There’s been a fair amount of hand-wringing in the industry following the recent New York Times editorial that addresses the rise of vehicle financing for credit-challenged buyers and how some deals make their financial situations worse. The piece calls for greater regulation of the market and rules that would prohibit dealers from “gaining additional profit by manipulating interest rates.”
NADA issued a strong rebuttal, an Automotive News columnist says the editorial makes “unreasonable demands” while “grossly misrepresenting” industry F&I practices, and it’s a topic of discussion among dealers.
Here, however, I’d like to side-step the debate over greater regulation of dealer F&I practices—except to say that Wall Street’s new-found interest in vehicle loan portfolios, particularly in sub-prime, suggests more, not less, scrutiny in the future.
Instead, I’d like to focus on an aspect of the editorial that has generated little, if any, industry discussion—what consumers think about vehicle financing and other F&I practices at dealerships. Consider the following reader comments on the editorial:
From Joshua Bauman, Brooklyn, NY: “Car dealers are dependent on these types of loans to generate the kinds of profits they need to stay in business. Selling the used cars at large markups to people with bad credit makes up for all the new cars sold and leased at little or no profit. While most dealers are able to make 1500 to 2500 a unit on new cars, most of that money comes from the “back end” or F&I (finance and insurance) department….The solution is not so simple, but the sub-prime auto loans should be a thing of the past. Additionally, the ability for car buyers to make deals close to or even below dealer invoice on new cars needs to end as well, if we want to expect auto dealerships to stay in business while running a clean finance department.”
From David R (Location Undefined): “Lots of us (probably most of us) do research on what car to buy; how reliable it is, what kind of fuel economy it gets, etc. Yet few of us do that kind of research regarding the dealership, but fortunately, that task has gotten considerably easier. It is now pretty easy to go online and see what kinds of complaints any particular dealership has received. Angieslist.com and yelp.com are but two websites that have frank descriptions of consumer transactions…Considering that virtually all cars made now are tremendously safer and more reliable than cars of the past, picking the right dealer is more important than picking the right car.”
From Allison, Irvington, NY: “The internet has removed dealers’ monopoly on price information, but there is far less transparency on credit pricing. Therefore, they make more of a profit on the loan kickbacks than sale of the vehicles…If at all possible, get pre-qualified for a loan at an acceptable rate before setting foot in a dealership.”
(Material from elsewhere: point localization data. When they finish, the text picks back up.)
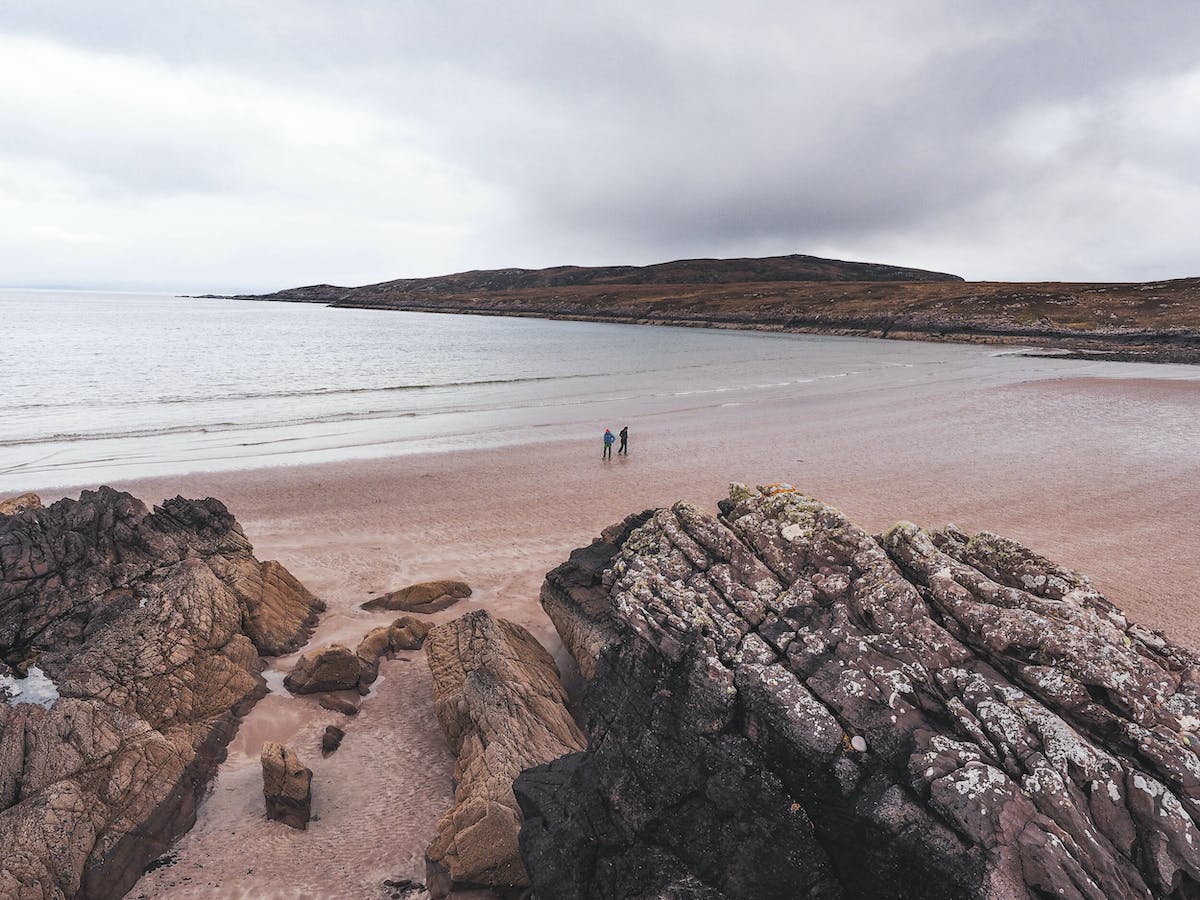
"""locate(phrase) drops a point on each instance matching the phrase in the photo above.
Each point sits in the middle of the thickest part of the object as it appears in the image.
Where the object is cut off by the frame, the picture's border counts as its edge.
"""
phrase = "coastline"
(941, 312)
(1085, 490)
From Jon Greene, NYC: “It is interesting to consider that we may be looking at the beginning of the collapse of the car dealership as a business model. If regulators are successful in clamping down on the banking side of dealerships’ profits, it just may be the end. Long regarded as one of the shadiest players in any local economy, car dealers have always found clever ways to squeeze enough from customers’ pockets to keep their own heads above water. But transparency in pricing has pinned them against a wall. That genie is out of the bottle and cannot be put back; so margins on sales are not enough to keep the doors open. Without the financing side, what’s next? We should ask what utility these dealerships provide…”
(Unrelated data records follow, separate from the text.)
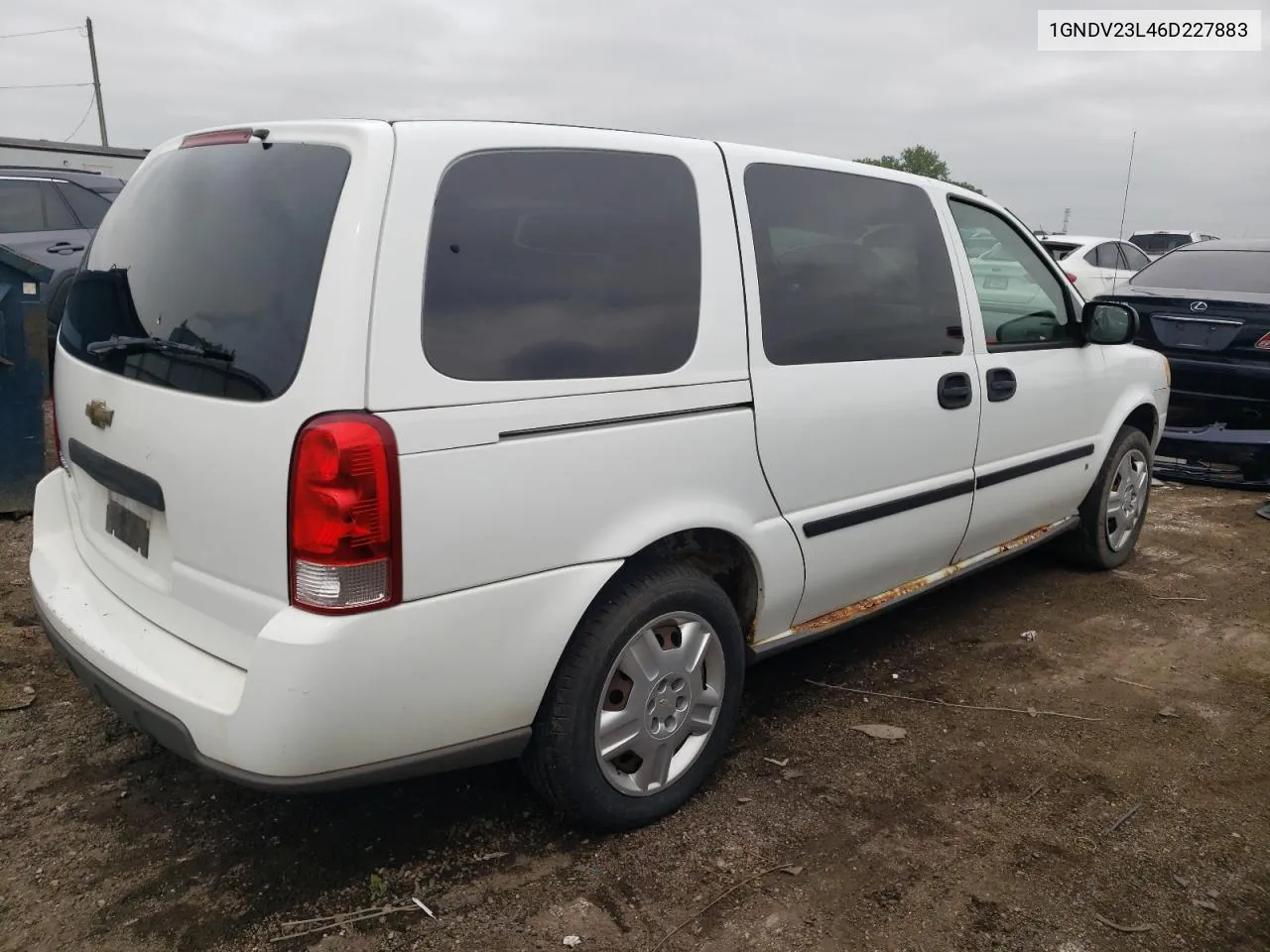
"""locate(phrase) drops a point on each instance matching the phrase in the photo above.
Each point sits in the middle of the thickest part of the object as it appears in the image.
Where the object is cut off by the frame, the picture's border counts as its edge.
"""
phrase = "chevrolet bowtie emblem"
(98, 414)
These reader comments caught my attention for two reasons:
First, the comments indicate a high level of awareness about the ins/outs of dealership F&I practices and profitability. This level of awareness will be particularly troubling for dealers who have come to over-rely on F&I income while paying less attention to profit-draining inefficiencies in other departments.
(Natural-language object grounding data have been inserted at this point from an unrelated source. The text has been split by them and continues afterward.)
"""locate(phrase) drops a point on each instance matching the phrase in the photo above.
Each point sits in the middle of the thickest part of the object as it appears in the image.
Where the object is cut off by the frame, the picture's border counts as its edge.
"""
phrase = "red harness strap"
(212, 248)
Second, dealers have an opportunity to turn the high level of consumer F&I awareness and dissatisfaction to an advantage. Just as today’s consumers respond favorably to more transparent pricing, they’re likely to have the same positive reaction when they feel comfy and confident with what your F&I managers tell and sell them behind closed doors.
I suspect we’ll see the regulatory debate heat up in the coming months, and it’ll likely boil down to what constitutes a “fair profit” for dealers and what steps they must take to earn it properly.
In this environment, dealers and industry leaders should be focused on defining what a “clean” and customer-friendly F&I department looks like before someone else does.